La empresa familiar del mandatario agotó el pasado martes su último recurso ante el Centro de Arbitraje de Nueva York, según publicó el diario panameño La Estrella, después de que el 22 de marzo, la corte neoyorquina bloqueó las demandas personales contra Orestes Fintiklis, dueño mayoritario del inmueble.
El árbitro de emergencia de la Cámara Internacional de Comercio (ICC, por sus siglas en inglés) dio el golpe final a Hoteles Trump al dictaminar que la organización no tiene derechos legales sobre la administración del hotel en esta capital, ni la posesión de la propiedad, señaló la fuente.
También privó a los litigantes de revertir las decisiones legales, cuando determinó que ni los propietarios del hotel, ni Hoteles Trump, podrán iniciar un nuevo caso judicial al respecto, por lo tanto, finalizó el proceso legal, refirió el periódico en su versión digital.
A pesar de ello, se mantiene el reclamo financiero en tribunales estadounidenses, en los cuales el propietario demandó a su antiguo operador por el monto de 15 millones de dólares, acusado de incumplimiento de contrato, mala administración e irregularidades financieras.
Además, en la justicia panameña se dirime una acción legal similar en la que piden indemnización de 10 millones de dólares por daños y perjuicios de las acciones del Trump Hotel para evitar la entrada de la policía a la instalación, daños a los sistemas, equipos y la reputación, y pérdida de negocios, aseveró el medio.

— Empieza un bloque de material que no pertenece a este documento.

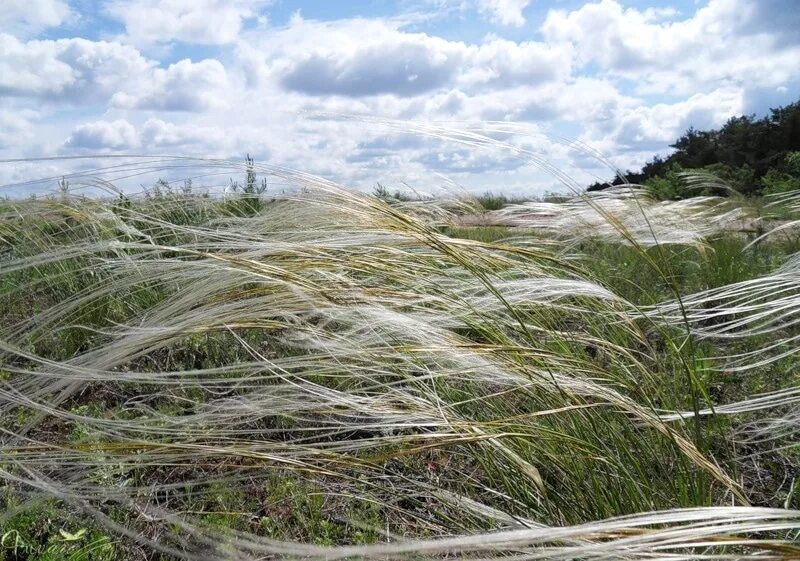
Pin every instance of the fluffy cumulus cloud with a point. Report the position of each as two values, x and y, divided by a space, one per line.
183 86
104 135
211 22
221 78
359 58
68 70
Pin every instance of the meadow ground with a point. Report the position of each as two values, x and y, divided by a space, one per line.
331 375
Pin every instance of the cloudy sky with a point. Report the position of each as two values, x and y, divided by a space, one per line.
311 84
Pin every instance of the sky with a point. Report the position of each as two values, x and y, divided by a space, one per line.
367 91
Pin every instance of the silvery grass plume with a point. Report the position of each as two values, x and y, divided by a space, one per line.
754 326
489 399
626 213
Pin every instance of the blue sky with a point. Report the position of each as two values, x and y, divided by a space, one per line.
276 78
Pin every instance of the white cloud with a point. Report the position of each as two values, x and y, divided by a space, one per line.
360 58
211 22
722 42
68 70
183 86
104 135
643 130
504 12
23 17
16 127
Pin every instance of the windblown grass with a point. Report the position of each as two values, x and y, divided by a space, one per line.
330 376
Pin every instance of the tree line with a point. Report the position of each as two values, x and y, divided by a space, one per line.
752 156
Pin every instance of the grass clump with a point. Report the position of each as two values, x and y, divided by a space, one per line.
336 375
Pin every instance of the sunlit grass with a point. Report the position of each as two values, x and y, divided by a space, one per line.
326 374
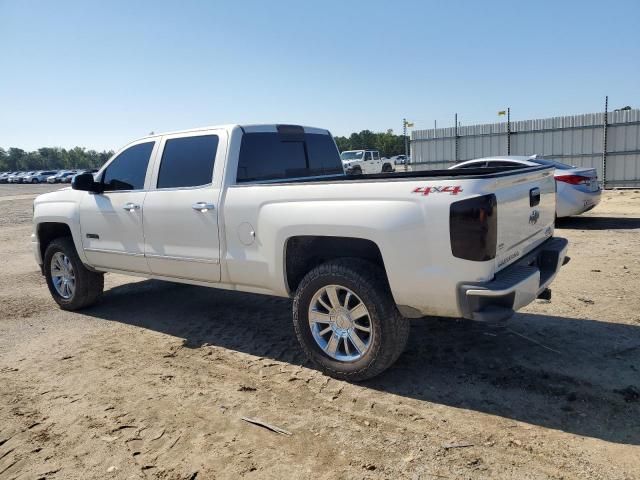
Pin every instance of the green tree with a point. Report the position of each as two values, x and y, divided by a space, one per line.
50 158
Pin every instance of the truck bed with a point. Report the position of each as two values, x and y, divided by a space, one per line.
467 173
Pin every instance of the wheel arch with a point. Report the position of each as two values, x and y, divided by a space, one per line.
302 253
46 232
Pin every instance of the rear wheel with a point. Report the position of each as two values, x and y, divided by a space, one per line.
71 284
346 320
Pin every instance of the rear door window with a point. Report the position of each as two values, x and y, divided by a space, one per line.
187 161
127 170
272 156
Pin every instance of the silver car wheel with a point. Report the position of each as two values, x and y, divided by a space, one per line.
340 323
62 275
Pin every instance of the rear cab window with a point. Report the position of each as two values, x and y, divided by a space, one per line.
287 154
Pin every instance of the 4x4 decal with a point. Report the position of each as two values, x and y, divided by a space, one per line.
451 189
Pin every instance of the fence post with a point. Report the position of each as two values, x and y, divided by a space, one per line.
604 141
456 133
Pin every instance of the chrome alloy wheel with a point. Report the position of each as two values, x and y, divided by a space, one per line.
340 323
62 275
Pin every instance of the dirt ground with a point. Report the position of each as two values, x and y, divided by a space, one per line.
154 381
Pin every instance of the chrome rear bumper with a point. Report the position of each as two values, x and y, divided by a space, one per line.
514 287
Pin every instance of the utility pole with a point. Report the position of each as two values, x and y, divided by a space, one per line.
456 130
604 141
406 143
508 130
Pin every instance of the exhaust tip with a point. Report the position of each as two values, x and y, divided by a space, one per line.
545 294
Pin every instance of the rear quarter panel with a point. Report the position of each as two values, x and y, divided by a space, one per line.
410 228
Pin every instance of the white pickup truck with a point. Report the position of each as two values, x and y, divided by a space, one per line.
268 209
358 162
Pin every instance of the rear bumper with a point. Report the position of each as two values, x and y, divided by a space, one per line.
573 201
514 287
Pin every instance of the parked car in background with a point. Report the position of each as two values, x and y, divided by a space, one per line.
577 189
268 209
60 176
19 177
39 176
4 178
358 162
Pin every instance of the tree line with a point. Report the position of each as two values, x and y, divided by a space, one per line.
387 143
51 158
56 158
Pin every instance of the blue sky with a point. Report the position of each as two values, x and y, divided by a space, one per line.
98 74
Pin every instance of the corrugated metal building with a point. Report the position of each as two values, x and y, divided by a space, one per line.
577 139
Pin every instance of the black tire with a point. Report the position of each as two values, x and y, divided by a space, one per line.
88 285
390 329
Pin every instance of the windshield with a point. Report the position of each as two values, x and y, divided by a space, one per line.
355 155
553 163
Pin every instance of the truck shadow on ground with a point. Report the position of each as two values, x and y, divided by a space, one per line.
598 223
575 375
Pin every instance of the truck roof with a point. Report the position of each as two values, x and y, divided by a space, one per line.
247 128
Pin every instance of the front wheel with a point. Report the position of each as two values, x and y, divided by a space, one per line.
71 284
346 320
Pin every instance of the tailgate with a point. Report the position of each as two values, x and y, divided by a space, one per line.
526 206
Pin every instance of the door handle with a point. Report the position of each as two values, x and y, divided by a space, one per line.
203 206
130 207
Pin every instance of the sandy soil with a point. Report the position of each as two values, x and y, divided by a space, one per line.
154 381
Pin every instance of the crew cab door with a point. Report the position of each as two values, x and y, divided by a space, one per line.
377 162
369 163
111 222
181 208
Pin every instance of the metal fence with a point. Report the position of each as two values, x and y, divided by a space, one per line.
608 142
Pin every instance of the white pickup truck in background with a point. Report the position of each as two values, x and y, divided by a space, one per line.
268 209
356 162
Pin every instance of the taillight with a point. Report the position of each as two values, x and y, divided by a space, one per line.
574 179
473 228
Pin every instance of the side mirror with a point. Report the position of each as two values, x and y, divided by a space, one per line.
86 183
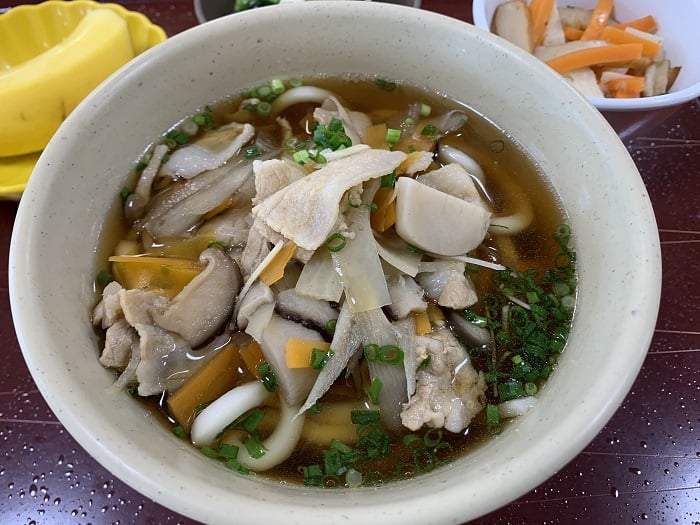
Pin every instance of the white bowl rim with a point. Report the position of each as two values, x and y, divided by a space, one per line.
666 100
448 504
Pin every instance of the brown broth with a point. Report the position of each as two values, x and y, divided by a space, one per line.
511 177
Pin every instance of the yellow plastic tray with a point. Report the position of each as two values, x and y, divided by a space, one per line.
26 31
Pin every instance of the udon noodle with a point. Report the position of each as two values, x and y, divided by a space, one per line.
341 281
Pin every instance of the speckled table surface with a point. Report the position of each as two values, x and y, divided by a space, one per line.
644 466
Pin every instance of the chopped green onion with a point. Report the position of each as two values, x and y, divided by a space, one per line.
263 91
277 86
190 127
391 355
319 358
353 478
228 451
510 390
374 389
237 467
313 475
254 447
388 180
371 352
340 446
336 242
492 418
392 135
364 417
429 130
209 452
264 108
252 151
330 326
477 320
301 156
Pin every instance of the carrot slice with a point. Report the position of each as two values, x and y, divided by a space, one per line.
252 357
274 271
599 19
625 87
645 23
540 11
214 379
614 53
572 33
620 36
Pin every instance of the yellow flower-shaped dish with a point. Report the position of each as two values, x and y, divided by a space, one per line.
28 33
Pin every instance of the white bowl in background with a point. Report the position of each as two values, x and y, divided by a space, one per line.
206 10
68 199
677 21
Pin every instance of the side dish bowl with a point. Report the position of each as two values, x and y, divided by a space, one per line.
78 177
28 31
676 25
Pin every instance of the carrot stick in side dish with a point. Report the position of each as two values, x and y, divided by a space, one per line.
599 19
611 54
540 11
620 36
645 23
572 33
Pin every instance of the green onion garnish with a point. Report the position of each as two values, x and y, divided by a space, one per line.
388 180
267 376
264 108
319 358
374 389
392 135
252 152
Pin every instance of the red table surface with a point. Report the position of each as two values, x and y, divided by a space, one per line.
644 466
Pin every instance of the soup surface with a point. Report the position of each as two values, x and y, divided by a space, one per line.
336 281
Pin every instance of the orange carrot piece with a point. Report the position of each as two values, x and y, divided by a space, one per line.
620 36
213 380
599 19
627 87
540 11
611 54
572 33
274 271
645 23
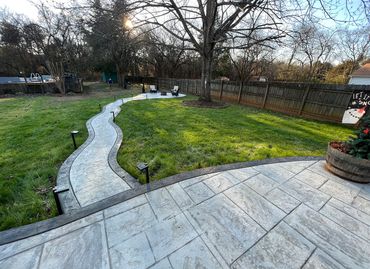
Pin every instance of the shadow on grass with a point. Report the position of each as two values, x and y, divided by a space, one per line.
174 138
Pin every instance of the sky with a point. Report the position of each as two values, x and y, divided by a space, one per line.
20 7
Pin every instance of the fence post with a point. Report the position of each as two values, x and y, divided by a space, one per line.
222 89
266 95
304 99
240 92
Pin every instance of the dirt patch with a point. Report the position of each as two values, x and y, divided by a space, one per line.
205 104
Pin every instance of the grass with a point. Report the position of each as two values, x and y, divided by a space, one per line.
173 138
35 140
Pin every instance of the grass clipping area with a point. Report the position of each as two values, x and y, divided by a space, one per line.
35 140
174 138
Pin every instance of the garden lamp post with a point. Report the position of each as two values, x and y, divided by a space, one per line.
144 167
73 133
114 117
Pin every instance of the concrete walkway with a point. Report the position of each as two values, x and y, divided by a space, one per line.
283 215
91 177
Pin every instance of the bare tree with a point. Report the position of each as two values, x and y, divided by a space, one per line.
213 26
355 45
111 37
312 46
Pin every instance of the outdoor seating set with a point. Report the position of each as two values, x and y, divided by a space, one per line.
175 91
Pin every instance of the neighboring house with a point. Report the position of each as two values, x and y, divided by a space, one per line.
361 76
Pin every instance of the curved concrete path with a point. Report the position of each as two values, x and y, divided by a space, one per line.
280 215
92 177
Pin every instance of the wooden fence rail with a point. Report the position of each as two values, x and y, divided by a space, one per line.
317 101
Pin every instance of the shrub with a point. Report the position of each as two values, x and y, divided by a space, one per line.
359 146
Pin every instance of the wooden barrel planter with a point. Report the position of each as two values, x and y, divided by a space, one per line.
347 166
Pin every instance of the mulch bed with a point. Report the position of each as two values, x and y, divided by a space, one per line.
205 104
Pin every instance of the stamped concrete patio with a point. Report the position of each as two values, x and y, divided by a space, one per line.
281 215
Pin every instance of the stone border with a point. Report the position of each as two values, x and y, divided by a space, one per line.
29 230
68 200
112 157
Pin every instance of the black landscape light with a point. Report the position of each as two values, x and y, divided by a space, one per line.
56 190
144 167
73 133
114 117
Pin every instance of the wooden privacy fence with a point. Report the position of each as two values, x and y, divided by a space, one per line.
317 101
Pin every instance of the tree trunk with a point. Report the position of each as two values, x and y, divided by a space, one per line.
121 76
205 94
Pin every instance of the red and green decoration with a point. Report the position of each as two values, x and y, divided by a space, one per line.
359 146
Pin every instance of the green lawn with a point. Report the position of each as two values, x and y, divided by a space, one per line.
173 138
35 140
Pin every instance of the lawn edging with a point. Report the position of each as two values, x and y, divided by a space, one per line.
33 229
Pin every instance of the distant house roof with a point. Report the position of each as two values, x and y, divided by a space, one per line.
363 71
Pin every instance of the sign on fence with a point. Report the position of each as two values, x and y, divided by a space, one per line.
357 107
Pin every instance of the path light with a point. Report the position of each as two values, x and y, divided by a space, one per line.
56 190
144 167
114 117
73 133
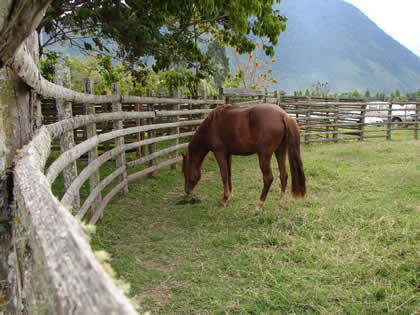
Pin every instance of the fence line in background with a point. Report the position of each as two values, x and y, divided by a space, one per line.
147 134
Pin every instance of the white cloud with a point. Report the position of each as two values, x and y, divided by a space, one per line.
399 19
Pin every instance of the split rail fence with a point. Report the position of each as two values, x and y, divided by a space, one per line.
141 135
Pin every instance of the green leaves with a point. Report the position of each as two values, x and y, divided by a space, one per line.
164 29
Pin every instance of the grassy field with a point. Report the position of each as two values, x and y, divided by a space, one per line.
351 246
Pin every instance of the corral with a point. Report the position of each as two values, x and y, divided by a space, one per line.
333 118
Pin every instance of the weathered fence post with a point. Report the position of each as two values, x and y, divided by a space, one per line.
308 128
417 119
389 122
335 127
362 122
151 133
118 124
64 111
227 100
276 96
175 130
91 132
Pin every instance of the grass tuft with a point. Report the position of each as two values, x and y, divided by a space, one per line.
351 246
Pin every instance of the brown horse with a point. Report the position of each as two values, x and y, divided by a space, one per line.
263 129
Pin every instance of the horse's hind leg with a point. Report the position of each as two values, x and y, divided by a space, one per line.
222 160
229 161
265 161
281 161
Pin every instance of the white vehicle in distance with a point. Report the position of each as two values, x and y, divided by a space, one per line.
399 113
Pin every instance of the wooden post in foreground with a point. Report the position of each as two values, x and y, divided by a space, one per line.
389 122
118 124
362 122
417 119
175 130
151 133
64 111
91 132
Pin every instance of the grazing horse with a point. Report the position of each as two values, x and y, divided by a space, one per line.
230 130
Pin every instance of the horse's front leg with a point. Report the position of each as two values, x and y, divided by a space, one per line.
229 161
222 160
265 165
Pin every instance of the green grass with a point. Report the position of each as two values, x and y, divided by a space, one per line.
351 246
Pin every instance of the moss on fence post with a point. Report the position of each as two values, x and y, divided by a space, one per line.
64 111
118 124
175 130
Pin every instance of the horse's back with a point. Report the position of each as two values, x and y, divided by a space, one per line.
247 130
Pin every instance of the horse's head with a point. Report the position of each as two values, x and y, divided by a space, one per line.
192 173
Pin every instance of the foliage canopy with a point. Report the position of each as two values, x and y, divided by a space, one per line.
163 29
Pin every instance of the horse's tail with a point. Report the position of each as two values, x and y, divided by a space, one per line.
295 162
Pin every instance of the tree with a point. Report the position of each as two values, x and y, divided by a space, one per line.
163 29
219 62
255 71
18 19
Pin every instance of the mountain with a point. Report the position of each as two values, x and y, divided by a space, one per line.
333 41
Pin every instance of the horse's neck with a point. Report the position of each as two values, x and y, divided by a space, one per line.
199 147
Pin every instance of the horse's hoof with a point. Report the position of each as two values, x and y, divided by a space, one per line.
259 206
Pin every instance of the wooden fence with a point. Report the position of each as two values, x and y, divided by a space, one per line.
141 135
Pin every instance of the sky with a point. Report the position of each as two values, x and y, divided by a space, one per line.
399 19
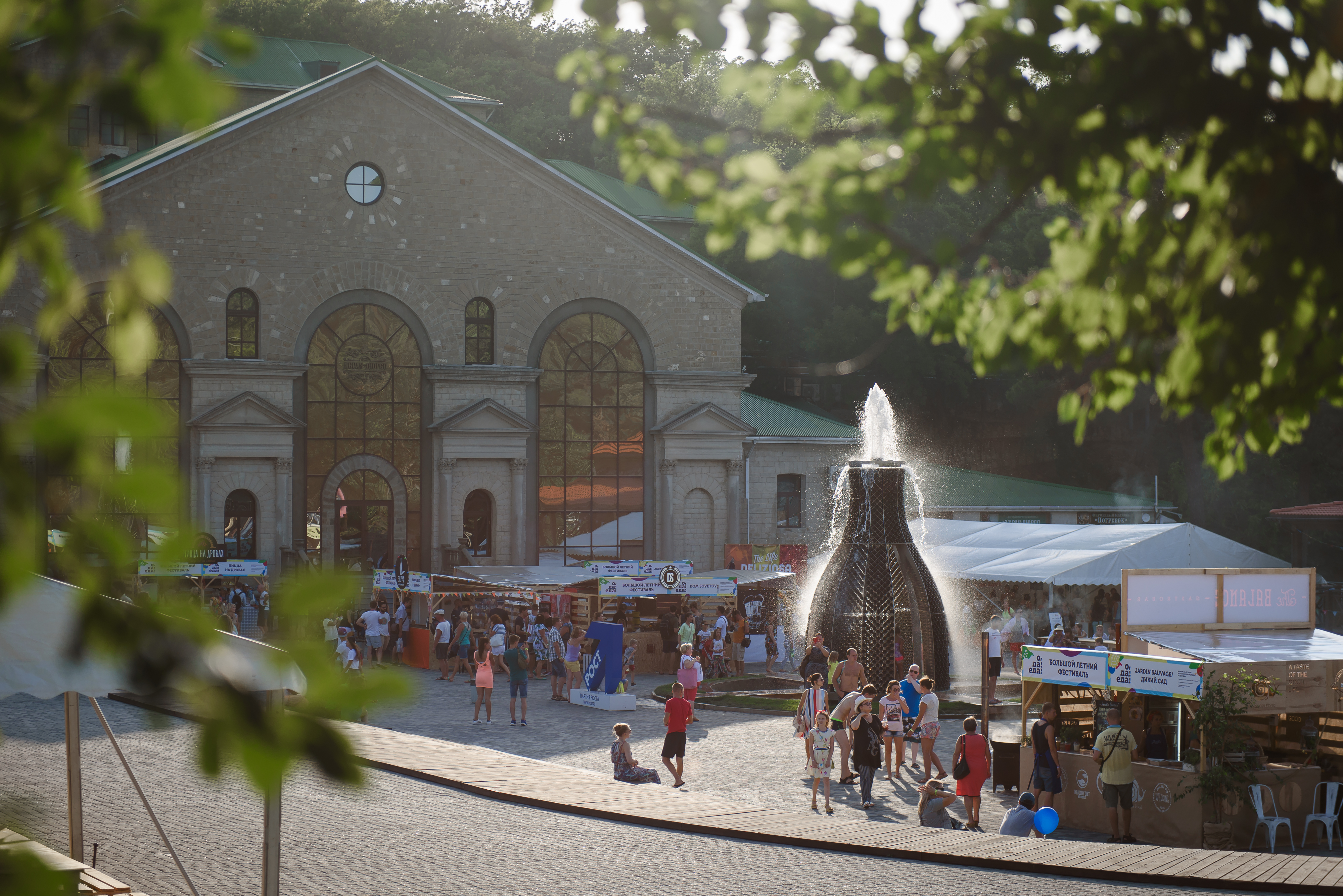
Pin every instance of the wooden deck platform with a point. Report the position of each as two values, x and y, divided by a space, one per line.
500 776
532 783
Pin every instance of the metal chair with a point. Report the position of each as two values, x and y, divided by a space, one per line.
1330 817
1270 823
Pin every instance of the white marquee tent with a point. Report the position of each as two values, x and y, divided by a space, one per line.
1075 554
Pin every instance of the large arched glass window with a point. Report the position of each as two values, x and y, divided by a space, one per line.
241 320
479 524
480 332
592 478
365 399
80 363
241 525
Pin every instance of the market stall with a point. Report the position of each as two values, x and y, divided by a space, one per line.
1067 575
1185 631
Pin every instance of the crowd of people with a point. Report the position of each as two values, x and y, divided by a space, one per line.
843 718
244 608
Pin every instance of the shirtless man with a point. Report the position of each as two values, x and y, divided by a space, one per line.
840 725
851 674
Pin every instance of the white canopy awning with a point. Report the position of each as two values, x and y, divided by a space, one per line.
520 579
1076 554
40 621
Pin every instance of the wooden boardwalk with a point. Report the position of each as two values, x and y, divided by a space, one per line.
545 785
500 776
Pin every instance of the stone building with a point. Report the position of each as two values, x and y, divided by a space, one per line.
393 332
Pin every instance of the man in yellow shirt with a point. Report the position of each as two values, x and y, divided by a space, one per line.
1115 754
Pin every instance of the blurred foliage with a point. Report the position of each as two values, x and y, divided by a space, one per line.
1199 259
134 58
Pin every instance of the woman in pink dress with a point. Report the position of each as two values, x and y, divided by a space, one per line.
974 748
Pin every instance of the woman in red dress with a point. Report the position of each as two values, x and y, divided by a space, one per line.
974 748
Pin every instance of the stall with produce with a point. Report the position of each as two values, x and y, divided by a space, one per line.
1224 682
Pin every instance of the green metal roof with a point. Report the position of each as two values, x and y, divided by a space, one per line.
954 487
636 200
773 419
279 63
120 168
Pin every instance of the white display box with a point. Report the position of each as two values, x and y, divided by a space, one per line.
604 701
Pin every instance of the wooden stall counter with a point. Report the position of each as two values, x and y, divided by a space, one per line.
1161 815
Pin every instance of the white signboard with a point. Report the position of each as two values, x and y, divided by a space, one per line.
1170 600
1263 597
1156 675
612 570
651 587
1058 666
420 583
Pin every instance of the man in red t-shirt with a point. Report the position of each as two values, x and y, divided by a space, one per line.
674 746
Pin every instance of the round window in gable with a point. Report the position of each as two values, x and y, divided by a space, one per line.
365 184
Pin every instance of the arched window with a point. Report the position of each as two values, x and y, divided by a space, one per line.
479 524
365 399
592 478
80 363
242 325
365 522
241 525
480 332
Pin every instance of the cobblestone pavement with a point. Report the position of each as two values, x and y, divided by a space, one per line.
751 758
400 835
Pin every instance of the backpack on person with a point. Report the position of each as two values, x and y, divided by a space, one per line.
962 768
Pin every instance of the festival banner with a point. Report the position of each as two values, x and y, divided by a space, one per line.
652 587
232 569
418 583
1059 666
602 569
766 558
1156 675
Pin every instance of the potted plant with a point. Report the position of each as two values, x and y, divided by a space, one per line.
1223 736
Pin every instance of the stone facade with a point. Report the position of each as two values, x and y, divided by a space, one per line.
261 206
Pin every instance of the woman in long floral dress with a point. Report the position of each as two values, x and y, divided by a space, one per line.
627 766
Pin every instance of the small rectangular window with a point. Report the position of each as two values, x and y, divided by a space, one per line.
113 129
79 127
789 501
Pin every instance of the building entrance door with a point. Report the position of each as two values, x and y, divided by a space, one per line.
365 536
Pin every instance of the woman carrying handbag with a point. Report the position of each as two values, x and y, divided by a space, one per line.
970 765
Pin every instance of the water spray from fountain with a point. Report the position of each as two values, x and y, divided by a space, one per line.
876 593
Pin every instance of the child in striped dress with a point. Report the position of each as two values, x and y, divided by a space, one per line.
821 749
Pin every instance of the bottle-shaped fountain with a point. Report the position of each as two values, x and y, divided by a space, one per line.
876 595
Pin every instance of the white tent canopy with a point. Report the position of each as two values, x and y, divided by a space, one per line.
40 620
1076 554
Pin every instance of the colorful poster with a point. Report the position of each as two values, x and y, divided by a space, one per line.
1058 666
1156 675
766 558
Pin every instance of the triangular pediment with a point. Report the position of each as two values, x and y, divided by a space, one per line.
706 419
485 415
246 410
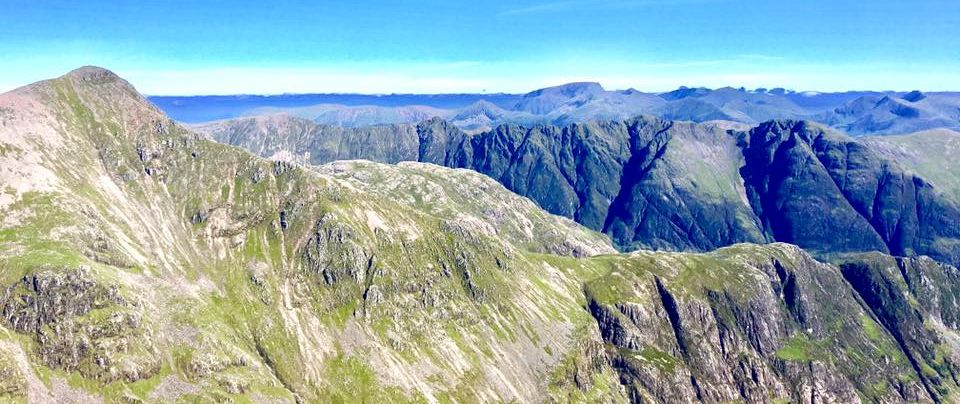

El otrora Trump Ocean Club International Hotel and Tower, actual The Bahia Grand, es un complejo habitacional de 70 pisos y más de 250 mil metros cuadrados de área, inaugurado en julio de 2011, y desde entonces funcionó bajo administración de la familia del presidente estadounidense, hasta que el nuevo dueño rescindió el contrato y tomó distancia de la marca.
Esta última acción estuvo acompañada de enfrentamientos físicos de Fintiklis y su equipo y los directivos de Trump Hotels, quienes se mantuvieron a la fuerza en el edificio, lo que ocasionó la intervención de la policía en varias ocasiones y medidas cautelares de la justicia local.
El clímax de la confrontación fue cuando la palabra Trump fue arrancada del muro de granito a la entrada del hotel, después del fallo de una jueza panameña, que virtualmente expulsó a los empleados del operador, por lo que recibió amenazas de los abogados de los mismos, según denunció la letrada.
En noviembre pasado, la organización británica Global Witness (Testigo Global), reveló que el actual mandatario estadounidense vendió su nombre ‘a un desarrollo en Panamá que era utilizado para lavar dinero’ de la droga.
Las evidencias de los vínculos con cárteles colombianos y la mafia rusa apuntan al brasileño prófugo de la justicia panameña Alexandre Ventura Nogueira, a quien se le atribuyen las ventas anticipadas de un tercio de los apartamentos residenciales del complejo, que además incluye un casino, aseveró la fuente.